Cleo began aggressively scraping plates. ‘I’ve been told to expect a boycott by the school mothers.’ Juliette’s PFA members hunted together in a well-orchestrated pack. You’ll be sorry, Cleo! Lorna had warned. Cleo already felt a bit sorry and she hadn’t actually done anything wrong. ‘All thanks to a silly misunderstanding about a breast.’ Sam wasn’t listening. ‘About a nipple, Sam . . . a great big nipple.’

‘Humph?’ he grunted, eyes fixed on the TV.

‘Lorna was sitting in the café window with both bangers out, Sam.’

Finally, a flicker of interest. ‘Fair play!’

Cleo smiled. Bangers was Sam’s favourite boob word. Quite possibly because it doubled up for sausages, another of his favourite things.

Sam yelled at the TV.‘Fair play, my man, fair play! One hundred-and-eight not out.’

Cleo scowled. Heathen. She wrung out the dishcloth and imagined Jonathan pouring Sarah a lovely glass of wine, listening attentively while she reflected on their day together at the marine dinosaur thingy.

‘There’ll be no end of nipples on the loose if we start hosting private functions like they do at the French place in town. Parties always get a bit rowdy; a bit of drunken debauchery might be just what the till needs.’

‘We?’ Sam laughed. ‘Coast is your party, Cleo. Always has been. I would be up for a bit of debauchery though, love. Shout up anytime.’

She ignored him. ‘Coast would be our party if you got involved. Convert the stores for me. Customers could watch the sunset over the ocean if we knocked through.’

‘I offered to help out at weekends, Cleo. You weren’t interested.’

‘Yes, but that was behind the counter. You’re a builder, Sam! Come builder this extension so we can expand . . .’

‘I’m not talking shop now,’ Sam said firmly. ‘I’ve been at it all day.’

Cleo scowled at the array of kitchen appliances awaiting her next move. ‘Evie Roberts, get down here and load this dishwasher or I’m confiscating that bloody iPhone!’

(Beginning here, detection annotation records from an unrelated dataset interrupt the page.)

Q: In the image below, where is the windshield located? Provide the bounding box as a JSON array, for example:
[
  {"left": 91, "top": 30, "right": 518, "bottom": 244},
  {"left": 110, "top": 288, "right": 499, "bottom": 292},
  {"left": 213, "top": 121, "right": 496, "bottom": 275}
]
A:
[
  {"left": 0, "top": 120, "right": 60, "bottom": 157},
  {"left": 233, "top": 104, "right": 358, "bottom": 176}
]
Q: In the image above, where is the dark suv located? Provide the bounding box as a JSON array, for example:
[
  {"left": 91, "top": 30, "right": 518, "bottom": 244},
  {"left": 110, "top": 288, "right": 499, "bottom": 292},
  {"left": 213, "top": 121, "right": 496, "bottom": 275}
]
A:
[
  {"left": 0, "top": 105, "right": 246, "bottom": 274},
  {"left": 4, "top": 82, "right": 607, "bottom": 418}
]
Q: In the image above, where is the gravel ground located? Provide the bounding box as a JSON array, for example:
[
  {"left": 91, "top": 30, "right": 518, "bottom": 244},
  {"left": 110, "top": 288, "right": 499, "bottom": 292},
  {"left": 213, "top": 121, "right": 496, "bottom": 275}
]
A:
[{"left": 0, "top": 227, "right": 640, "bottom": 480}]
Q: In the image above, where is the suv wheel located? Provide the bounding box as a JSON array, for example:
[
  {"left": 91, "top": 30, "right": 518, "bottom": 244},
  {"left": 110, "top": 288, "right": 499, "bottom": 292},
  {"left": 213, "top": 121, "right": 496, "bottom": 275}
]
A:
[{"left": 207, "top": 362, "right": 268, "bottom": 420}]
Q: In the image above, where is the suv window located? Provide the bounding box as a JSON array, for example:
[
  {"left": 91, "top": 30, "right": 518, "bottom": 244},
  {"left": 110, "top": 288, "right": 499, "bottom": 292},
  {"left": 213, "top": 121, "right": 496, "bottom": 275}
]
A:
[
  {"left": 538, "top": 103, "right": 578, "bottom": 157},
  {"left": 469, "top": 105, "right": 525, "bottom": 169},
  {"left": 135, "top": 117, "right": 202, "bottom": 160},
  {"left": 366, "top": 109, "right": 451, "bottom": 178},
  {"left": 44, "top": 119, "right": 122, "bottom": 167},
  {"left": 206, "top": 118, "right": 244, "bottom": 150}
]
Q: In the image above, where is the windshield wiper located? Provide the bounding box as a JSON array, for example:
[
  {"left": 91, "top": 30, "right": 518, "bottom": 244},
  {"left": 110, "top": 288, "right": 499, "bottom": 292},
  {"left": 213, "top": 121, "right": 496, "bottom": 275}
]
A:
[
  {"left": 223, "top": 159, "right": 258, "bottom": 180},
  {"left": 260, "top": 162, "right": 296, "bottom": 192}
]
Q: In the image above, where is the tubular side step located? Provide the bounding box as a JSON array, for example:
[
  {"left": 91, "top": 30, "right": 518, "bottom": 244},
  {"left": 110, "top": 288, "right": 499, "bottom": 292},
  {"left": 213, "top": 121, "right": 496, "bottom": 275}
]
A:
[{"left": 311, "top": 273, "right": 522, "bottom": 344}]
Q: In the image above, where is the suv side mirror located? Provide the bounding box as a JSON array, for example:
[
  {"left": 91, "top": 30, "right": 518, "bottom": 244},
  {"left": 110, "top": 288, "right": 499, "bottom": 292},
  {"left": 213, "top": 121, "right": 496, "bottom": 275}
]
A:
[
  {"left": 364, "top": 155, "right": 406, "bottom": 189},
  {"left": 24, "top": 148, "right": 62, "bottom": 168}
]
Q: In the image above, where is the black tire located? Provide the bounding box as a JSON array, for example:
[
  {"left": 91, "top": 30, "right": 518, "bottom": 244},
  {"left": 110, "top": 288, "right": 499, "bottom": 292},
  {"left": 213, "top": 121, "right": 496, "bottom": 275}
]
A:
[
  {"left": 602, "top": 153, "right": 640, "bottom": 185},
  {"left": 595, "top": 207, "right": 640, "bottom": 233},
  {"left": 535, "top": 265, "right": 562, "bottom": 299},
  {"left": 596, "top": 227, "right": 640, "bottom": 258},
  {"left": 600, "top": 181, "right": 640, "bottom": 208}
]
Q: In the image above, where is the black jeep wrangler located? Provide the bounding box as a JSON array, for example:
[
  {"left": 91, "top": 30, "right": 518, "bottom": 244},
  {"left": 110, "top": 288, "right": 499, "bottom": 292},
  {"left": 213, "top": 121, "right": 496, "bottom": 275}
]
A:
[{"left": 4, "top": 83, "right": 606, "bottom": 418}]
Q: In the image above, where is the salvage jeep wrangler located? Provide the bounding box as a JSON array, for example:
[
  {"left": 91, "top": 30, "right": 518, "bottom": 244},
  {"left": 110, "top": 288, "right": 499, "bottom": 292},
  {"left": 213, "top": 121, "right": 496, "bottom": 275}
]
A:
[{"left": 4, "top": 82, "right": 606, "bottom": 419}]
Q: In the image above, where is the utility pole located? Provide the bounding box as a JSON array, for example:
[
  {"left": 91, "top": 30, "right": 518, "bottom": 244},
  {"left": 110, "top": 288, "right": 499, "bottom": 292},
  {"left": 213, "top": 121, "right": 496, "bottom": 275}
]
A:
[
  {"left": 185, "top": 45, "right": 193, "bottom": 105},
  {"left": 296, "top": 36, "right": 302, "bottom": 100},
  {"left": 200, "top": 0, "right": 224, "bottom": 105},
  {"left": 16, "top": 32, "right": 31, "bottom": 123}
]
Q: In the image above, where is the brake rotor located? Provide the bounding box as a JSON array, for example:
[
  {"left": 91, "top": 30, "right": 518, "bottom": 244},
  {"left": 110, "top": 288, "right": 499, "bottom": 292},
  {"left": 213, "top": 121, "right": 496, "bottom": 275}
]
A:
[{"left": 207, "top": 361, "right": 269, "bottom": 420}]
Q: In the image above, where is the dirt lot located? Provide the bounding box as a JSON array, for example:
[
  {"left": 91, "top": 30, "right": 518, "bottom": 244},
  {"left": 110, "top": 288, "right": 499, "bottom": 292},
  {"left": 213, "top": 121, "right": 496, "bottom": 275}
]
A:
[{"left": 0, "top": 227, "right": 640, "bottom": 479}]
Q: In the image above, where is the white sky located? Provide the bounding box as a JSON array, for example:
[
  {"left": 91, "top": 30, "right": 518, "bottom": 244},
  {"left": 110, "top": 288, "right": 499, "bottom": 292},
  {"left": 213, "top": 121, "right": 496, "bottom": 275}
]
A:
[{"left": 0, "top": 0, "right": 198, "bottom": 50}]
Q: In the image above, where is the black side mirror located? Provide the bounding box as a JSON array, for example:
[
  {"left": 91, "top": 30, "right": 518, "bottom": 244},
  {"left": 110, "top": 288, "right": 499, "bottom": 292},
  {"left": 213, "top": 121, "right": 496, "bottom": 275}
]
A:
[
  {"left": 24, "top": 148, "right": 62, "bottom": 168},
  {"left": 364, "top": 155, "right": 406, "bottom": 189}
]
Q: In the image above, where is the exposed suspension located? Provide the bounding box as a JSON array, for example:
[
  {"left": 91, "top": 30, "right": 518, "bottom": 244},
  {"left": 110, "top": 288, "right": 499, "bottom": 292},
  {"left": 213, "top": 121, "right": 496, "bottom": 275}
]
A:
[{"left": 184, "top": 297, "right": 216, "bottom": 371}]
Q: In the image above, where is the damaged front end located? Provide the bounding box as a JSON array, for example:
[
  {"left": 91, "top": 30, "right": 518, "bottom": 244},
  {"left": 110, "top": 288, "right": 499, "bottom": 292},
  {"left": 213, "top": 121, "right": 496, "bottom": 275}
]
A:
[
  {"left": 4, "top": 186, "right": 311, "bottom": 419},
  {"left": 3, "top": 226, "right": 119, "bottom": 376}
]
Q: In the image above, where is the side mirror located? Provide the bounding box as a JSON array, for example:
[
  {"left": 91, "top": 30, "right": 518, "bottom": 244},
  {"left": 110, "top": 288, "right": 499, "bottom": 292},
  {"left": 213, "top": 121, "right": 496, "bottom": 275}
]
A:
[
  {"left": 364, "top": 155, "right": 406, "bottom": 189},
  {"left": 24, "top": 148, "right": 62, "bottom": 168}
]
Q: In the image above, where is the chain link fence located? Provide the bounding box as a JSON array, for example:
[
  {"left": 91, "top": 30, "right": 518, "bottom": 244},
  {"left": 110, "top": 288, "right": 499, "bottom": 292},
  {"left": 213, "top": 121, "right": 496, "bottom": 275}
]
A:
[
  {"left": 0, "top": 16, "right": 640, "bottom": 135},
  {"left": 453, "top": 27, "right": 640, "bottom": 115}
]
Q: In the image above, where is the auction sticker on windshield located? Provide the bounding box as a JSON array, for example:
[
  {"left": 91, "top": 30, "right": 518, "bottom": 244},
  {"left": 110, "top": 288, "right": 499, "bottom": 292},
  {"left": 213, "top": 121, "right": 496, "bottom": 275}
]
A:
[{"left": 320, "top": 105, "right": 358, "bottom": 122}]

Sam jumped. ‘Bit louder, eh, Cleo?’ He ran dry, cracked hands back and forth through his hair. A cloud of plaster dust rose into the air above him. Cleo had fallen in love with that hair once. Kevin Costner hair. Before Sam’s had started to thin and hers started sprouting in new places.

‘Go and have a cuppa, Cleo, I’ll do it.’

‘No, no, you’ve been on site all day, Sam, you just said so yourself. On a bank holiday. This is supposed to be a perk of having teenagers, remember? Them occasionally helping with the menial tasks.’

There was a dribble of balsamic down Sam’s work fleece. More plaster dust clinging to the side of his eyebrow. He was such a child.

‘Evie’s been loading dishwashers all day, Cle. Let the kid have five minutes, hey? It’s her bank holiday too.’

‘She has not! I’ve been emptying the bloody dishwasher, thanks very much. Evie likes to look pretty and collect tips while I deal with exploding microwaves and hysterical mothers.’ Thoughts of Lorna made her stomach twist again. She’d never known such an awful bunch of parents, not in all the time the twins were at Hornbeam. Mothers used to be civil back then. All in it together. Cleo blamed the arrival of social media. ‘Monsters, they are,’ she hissed over the sink. ‘Momsters. I don’t know how Sarah can bear dealing with them on a daily basis.’

‘No one likes their job all the time, Cleo. I know I damn well don’t.’ He looked out onto the garden, the muscles in his cheek tensed.

‘Evie!’ Cleo barked. ‘Evie should like her job, Sam, she gets paid enough for doing bugger all.’ Cleo always sounded like a difficult teenager when bickering with Sam about their difficult teenager.

‘She’s fifteen.’

‘Yes, thank you, Sam. I was there, I do remember it vividly. Lots of screaming, lots of babies. Not so many husbands to hand.’

‘For crying out loud, Cle, let it go. Why do women have to drag stuff out? I was working, not dribbling over a barmaid somewhere. At least I’m still here. I bet Sarah doesn’t think I’m such a useless git.’

Cleo ignored him again. It had all worked out for Sarah in the end. Her prince charming rode in and trampled down any bumpy ground left by Patrick Harrison, the selfish shit. Cleo eased off thoughts of Sarah’s ex-husband and felt herself involuntarily forgiving Sam for that trail of balsamic dressing down his front. ‘Evie! I’m not yelling for you all night, you know.’

‘Sounds like you’re yelling for her all night, darling.’ Sam kissed her on the forehead. Cleo was sure he only did that nowadays just to piss her off.